El ataúd exterior dentro del sarcófago

   Este ataúd mayor mides 2 metros 24 centímetros de largo; es de madera de roble tallada y está recubierto con una delgada chapa de oro, siendo el rostro y las manos del mismo metal pero más macizo, y batido .

    La inscripción que lleva la parte anterior contiene  el último llamamiento del joven monarca a la diosa de los cielos: "¡Oh Madre Nut! Extiende tus alas sobre mi como las Estrellas Imperecederas".

   La cabeza y los hombros del ataúd exterior

   Las manos, cruzadas sobre el pecho, sostienen los emblemas reales: el cetro en forma de báculo y el Flagellum, incrustados con cerámica de un  azul oscuro. Sobre la frente se ven dos símbolos: el Buitre y la serpiente Cobra, insignias del Alto y del Bajo Egipto, incrustadas con taracea brillante. Alrededor de estos símbolos se halla una diminuta corona de flores. Suponemos que representa la postrera ofrenda de la reina adolescente al monarca difunto, su esposo, soberano de los dos Reinos de Egipto.

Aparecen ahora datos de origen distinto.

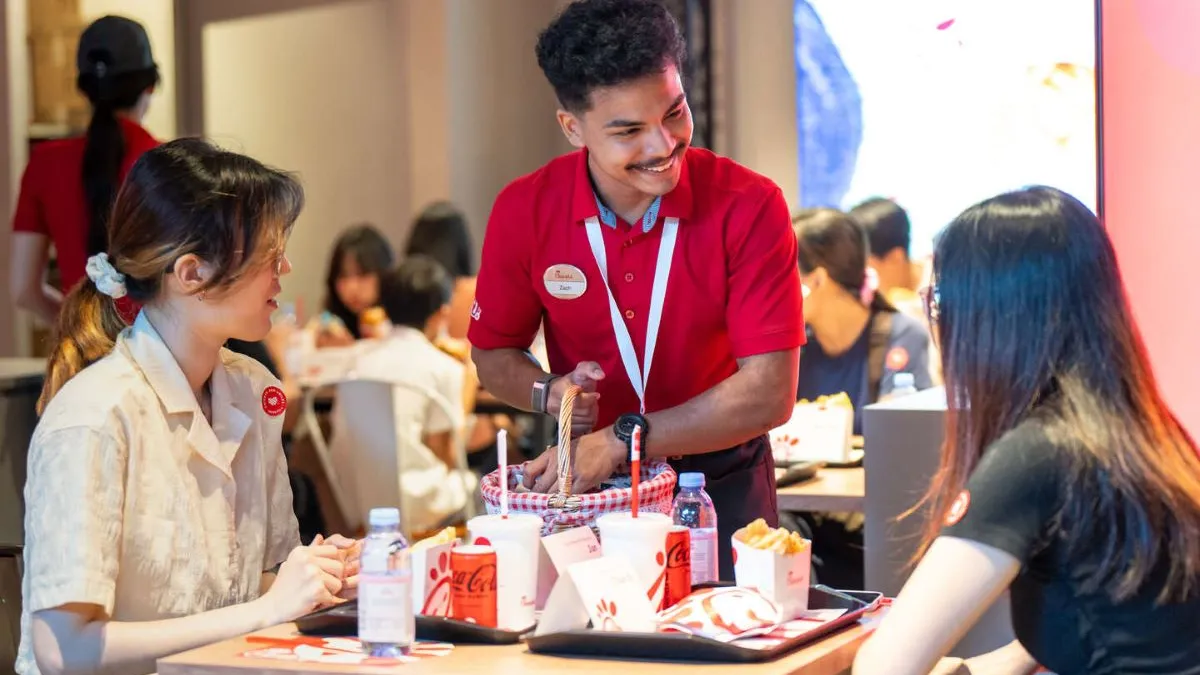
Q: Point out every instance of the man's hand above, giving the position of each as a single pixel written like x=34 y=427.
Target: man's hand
x=597 y=457
x=587 y=405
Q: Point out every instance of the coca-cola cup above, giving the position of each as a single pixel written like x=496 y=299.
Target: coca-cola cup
x=516 y=541
x=642 y=541
x=678 y=579
x=473 y=593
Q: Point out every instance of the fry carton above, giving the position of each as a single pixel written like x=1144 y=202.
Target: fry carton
x=431 y=573
x=775 y=562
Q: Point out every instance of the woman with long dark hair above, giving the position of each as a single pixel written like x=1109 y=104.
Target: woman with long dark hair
x=441 y=232
x=1065 y=478
x=69 y=186
x=361 y=255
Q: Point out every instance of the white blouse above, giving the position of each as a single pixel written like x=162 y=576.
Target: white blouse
x=137 y=505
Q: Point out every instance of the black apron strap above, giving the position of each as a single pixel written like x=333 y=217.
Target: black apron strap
x=742 y=483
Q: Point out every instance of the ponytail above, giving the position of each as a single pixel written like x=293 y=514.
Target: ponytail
x=87 y=332
x=105 y=151
x=102 y=159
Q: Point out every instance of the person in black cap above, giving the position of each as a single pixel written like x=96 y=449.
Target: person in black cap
x=69 y=185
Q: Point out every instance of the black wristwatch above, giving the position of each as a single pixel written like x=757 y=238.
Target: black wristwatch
x=540 y=395
x=624 y=429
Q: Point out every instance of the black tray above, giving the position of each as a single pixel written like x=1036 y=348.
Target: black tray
x=343 y=620
x=681 y=646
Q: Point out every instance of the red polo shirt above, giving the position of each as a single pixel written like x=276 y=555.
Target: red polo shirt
x=52 y=201
x=733 y=291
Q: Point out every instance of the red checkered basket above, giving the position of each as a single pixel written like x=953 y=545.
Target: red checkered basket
x=563 y=509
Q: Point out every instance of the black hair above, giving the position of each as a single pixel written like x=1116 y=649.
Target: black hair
x=597 y=43
x=441 y=233
x=414 y=291
x=105 y=150
x=886 y=225
x=184 y=197
x=831 y=239
x=373 y=255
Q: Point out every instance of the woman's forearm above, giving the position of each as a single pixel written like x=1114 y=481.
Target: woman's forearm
x=73 y=639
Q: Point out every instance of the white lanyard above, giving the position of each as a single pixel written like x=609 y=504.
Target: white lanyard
x=637 y=377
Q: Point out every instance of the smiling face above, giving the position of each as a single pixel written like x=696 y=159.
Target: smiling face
x=636 y=135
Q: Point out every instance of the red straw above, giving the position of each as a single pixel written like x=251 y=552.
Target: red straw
x=636 y=460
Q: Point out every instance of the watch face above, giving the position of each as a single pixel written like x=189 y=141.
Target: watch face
x=627 y=423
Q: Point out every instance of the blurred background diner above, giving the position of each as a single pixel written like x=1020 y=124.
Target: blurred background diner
x=880 y=120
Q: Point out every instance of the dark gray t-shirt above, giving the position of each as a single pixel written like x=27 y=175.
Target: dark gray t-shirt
x=1013 y=499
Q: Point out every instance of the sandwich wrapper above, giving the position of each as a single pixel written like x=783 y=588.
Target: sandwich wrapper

    Levantada la tapa de este gran ataúd exterior, se ofreció a nuestra vista un segundo ataúd, no menos magnífico, asimismo de forma humana cubierto con una envoltura de liezo.

Una corona y guirnaldas de flores sobre la envoltura de lienzo que cubría el segundo ataúd.

   Sobre esta envoltura veíanse guirnaldas de flores, compuestas de hojas de olivo y de sauce, pétalos de lotus azul y de aciano, mientras que una pequeña corona de parecida composición habíase colocado en el lienzo sobre los símbolos de la frente. Conservadas cuidadosamente las guirnaldas y la corona, desenrollamos la envoltura.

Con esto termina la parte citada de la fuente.